In Situ Alloying of High-Entropy Alloys

People involved in the project

Michael Moorehead

Credentials: Currently Post-doctoral researcher at INL


Project overview


High-entropy alloys (HEAs) are a large group of compositionally complex alloys which have invigorated research in the alloy development community in recent years. HEAs consist of multiple principle components, typically four or more, in concentrations between 5-35 at% and many HEAs have been reported to have promising thermal, structural, and irradiation-resistant properties.

Due to the vast range of possible HEA compositions, efficient exploration of the HEA composition space requires the use of high-throughput synthesis techniques. Here at UW-Madison, one of the techniques under development is in situ alloying via additive manufacturing. This is performed using an Optomec LENS MR-7, as schematic of which is shown in Figure 1. Here, four powder hoppers are each filled with a single elemental powder which can be drawn into the system at different feed rates using independently controlled augers. The desired ratio of elemental powders is transported to the print head using pressurized argon which mixes the powders in flight. The mixed powder exits the print head through four nozzles which direct the powder into the path of a 1-kW continuous-beam laser. At the intersection of the laser and powder, a pool of molten metal forms – by translating the build plate, the melt pool can be moved across the build plate leaving solidified material in its wake.

Insitu alloying project MM
Figure 1: Schematic of LENS MR-7 setup used for in situ alloying of HEAs.

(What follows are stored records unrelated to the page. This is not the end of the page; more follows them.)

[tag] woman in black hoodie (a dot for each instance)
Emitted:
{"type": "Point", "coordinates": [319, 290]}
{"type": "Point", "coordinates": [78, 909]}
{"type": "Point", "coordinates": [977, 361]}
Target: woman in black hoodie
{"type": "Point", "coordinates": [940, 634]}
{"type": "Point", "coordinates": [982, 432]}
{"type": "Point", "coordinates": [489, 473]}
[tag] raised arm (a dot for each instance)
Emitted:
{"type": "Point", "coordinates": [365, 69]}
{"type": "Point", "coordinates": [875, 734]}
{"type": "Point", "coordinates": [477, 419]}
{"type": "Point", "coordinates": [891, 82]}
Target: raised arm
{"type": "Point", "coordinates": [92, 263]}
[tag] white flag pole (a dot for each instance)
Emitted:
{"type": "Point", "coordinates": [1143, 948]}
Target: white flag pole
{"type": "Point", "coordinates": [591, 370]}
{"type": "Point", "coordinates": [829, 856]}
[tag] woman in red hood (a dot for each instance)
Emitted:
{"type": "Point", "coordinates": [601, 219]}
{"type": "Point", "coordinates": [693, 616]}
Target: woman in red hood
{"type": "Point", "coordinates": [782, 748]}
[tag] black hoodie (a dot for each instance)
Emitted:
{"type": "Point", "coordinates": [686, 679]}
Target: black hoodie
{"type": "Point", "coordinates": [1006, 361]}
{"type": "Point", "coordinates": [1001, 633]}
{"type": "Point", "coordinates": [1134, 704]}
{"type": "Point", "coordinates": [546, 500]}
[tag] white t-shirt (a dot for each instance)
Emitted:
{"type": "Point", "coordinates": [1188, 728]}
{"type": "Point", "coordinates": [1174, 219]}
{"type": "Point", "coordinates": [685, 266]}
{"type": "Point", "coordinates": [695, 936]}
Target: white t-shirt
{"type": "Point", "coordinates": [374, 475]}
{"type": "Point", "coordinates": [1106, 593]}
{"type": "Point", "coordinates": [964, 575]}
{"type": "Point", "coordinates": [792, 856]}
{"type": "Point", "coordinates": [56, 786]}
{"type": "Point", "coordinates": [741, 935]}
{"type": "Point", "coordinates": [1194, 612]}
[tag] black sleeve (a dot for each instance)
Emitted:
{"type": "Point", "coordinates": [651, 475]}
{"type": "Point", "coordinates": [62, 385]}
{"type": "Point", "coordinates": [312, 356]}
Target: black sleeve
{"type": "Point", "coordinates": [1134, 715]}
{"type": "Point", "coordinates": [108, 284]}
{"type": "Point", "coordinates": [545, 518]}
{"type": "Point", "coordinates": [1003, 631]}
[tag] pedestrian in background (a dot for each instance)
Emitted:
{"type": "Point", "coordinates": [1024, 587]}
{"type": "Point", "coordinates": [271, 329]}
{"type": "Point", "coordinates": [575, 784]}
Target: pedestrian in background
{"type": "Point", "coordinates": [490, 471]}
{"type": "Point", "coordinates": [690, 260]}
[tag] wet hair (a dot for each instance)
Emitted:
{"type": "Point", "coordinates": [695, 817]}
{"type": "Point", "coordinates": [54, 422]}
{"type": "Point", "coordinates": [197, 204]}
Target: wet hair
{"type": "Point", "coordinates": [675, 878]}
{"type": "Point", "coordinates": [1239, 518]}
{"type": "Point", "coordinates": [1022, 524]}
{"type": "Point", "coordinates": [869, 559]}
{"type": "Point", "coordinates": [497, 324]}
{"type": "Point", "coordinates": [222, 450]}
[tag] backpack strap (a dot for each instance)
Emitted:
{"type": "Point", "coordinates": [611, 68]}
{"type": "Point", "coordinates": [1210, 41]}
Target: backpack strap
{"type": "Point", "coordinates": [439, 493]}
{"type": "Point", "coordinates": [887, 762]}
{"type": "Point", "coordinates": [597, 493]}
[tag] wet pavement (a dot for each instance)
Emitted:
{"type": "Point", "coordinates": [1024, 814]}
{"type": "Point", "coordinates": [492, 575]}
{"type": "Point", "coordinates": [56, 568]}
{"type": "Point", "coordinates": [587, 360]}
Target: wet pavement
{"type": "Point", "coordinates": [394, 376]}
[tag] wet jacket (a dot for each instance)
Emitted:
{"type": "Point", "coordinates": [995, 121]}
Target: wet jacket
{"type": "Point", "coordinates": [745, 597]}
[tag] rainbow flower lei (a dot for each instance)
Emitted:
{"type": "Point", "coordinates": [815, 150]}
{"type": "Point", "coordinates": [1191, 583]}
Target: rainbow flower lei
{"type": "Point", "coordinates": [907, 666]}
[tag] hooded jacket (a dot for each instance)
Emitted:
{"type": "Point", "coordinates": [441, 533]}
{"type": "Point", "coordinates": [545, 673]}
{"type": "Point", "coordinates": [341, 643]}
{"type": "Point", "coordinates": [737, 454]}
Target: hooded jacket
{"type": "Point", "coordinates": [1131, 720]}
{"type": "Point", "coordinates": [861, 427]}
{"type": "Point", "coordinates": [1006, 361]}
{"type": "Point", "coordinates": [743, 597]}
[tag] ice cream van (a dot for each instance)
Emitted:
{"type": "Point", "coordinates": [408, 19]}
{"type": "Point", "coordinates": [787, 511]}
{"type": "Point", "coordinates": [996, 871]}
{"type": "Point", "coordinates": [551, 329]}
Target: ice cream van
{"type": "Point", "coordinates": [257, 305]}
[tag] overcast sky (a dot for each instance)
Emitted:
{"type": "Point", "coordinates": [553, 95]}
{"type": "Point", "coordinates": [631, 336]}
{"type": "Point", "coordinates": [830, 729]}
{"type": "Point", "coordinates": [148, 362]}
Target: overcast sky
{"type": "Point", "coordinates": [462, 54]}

This technique allows for a desired alloy composition to be produced in bulk quantities rapidly. Additionally, since the composition of the incoming powder can be changed on the fly, graded materials and sample arrays of different compositions can be produced. Such sample arrays can then be heat treated, mechanically tested, irradiated, and characterized in a high-throughput fashion which greatly increases the speed of materials screening and supports the investigation of HEAs for nuclear applications. As part of this work, the following elemental powders are being used for alloy development and screening: Cr, Fe, Mo, Mn, Nb, Ni, Ta, Ti, V, and W.